May 8 (Reuters) - Industrial giant Honeywell's Quantinuum publicly filed its paperwork for a U.S. initial public offering on Friday, moving the quantum computing company closer to a stock market listing.
The IPO market has made a comeback in recent weeks after a brief lull in March as pent-up demand for new listings and less uncertainty around the U.S.-Israeli war on Iran encourage issuers to move ahead with their IPO plans.
The Broomfield, Colorado-based company reported a net loss of $192.6 million
on revenue of $30.9 million in the year ended December 31, compared with a net loss of $144.1 million on revenue of $23 million a year earlier.
Quantinuum was formed in 2021 by combining Honeywell's quantum computing division and Cambridge Quantum. The firm is currently in the early stages of commercial growth.
Majority owned by Honeywell, Quantinuum makes quantum computers that are capable of solving complex problems that would take classical computers thousands of years or more.

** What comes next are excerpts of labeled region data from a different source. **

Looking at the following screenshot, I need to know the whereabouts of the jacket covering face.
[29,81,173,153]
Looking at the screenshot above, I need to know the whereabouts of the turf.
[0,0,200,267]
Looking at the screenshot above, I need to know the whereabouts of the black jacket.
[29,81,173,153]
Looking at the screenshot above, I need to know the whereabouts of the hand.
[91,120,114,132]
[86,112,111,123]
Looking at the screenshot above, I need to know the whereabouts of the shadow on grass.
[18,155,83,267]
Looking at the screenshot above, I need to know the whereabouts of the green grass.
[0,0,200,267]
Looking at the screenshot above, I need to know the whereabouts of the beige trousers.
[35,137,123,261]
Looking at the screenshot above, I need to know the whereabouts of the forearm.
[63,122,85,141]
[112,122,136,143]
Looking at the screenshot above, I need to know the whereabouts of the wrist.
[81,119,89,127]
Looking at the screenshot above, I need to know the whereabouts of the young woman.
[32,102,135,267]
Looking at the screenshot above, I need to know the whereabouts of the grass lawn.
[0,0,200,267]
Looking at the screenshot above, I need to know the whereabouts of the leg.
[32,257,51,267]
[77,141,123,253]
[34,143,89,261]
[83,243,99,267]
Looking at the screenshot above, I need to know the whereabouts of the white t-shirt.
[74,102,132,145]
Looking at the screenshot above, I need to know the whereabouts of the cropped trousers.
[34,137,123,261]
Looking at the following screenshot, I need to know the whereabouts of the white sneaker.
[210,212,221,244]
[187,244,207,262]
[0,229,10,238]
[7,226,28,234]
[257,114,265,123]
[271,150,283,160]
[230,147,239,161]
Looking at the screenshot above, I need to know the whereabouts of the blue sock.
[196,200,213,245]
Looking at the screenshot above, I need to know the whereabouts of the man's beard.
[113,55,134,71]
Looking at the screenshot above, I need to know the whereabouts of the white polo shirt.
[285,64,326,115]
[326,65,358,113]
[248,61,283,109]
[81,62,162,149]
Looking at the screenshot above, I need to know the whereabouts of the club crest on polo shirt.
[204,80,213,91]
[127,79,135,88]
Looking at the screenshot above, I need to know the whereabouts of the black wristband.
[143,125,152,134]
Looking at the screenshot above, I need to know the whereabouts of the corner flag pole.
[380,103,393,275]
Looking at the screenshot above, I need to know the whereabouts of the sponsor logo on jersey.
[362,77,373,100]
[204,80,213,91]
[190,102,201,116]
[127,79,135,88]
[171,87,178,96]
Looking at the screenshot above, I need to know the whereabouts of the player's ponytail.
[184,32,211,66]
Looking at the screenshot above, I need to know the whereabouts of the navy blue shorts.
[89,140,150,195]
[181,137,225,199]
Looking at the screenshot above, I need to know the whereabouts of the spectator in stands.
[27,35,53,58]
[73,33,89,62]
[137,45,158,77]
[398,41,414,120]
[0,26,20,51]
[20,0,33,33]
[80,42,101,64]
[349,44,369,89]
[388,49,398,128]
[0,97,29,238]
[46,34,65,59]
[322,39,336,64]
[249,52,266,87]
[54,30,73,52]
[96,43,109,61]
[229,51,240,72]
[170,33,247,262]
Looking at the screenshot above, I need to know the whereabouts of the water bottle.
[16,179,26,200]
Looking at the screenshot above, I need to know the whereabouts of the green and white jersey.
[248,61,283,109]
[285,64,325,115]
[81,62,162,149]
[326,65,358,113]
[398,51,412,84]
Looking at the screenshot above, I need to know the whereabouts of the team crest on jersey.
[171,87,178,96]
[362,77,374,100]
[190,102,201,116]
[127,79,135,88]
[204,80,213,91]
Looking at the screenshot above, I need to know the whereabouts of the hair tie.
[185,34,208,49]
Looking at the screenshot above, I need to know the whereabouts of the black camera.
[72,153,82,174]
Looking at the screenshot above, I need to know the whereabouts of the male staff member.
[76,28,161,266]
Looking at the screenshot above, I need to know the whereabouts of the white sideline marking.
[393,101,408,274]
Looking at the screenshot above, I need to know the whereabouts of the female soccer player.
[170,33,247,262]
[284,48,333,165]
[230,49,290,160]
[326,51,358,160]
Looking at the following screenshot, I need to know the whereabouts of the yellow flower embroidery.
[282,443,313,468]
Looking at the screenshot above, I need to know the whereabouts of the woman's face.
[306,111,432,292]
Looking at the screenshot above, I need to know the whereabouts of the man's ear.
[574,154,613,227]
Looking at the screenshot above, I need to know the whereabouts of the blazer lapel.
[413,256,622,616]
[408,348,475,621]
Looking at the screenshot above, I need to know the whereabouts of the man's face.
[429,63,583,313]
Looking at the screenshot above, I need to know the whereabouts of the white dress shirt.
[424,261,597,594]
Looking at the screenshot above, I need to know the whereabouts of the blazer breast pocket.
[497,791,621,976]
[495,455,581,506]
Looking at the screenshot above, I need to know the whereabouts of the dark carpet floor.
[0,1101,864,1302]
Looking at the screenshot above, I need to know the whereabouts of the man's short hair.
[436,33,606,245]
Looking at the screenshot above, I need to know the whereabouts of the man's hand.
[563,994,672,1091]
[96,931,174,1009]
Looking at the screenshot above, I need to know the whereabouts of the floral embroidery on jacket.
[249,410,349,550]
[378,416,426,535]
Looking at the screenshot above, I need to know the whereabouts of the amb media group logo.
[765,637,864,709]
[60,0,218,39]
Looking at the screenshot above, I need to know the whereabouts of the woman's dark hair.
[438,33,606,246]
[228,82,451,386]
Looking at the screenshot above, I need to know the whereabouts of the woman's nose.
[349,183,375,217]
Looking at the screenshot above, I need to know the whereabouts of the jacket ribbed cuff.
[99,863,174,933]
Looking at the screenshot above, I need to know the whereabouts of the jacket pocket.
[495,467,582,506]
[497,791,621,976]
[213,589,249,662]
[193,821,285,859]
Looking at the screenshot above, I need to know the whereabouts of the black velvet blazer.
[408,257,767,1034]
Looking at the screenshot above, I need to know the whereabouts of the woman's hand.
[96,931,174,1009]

Quantinuum has invested more than $2 billion in research and development over the last decade.
"Customer deployments across commercial enterprises and governments already point to the scale of the opportunity ahead for Quantinuum, one that has the potential to be as impactful as AI promises to be, if not greater," CEO Rajeeb Hazra said in a letter.
Quantinuum, which plans to sell new shares in the offering, last year raised about $600 million from investors including Nvidia's venture capital arm at a pre-money valuation of $10 billion.
J.P. Morgan and Morgan Stanley are the joint lead active book-running managers for the offering. Quantinuum will list on the Nasdaq under the symbol "QNT."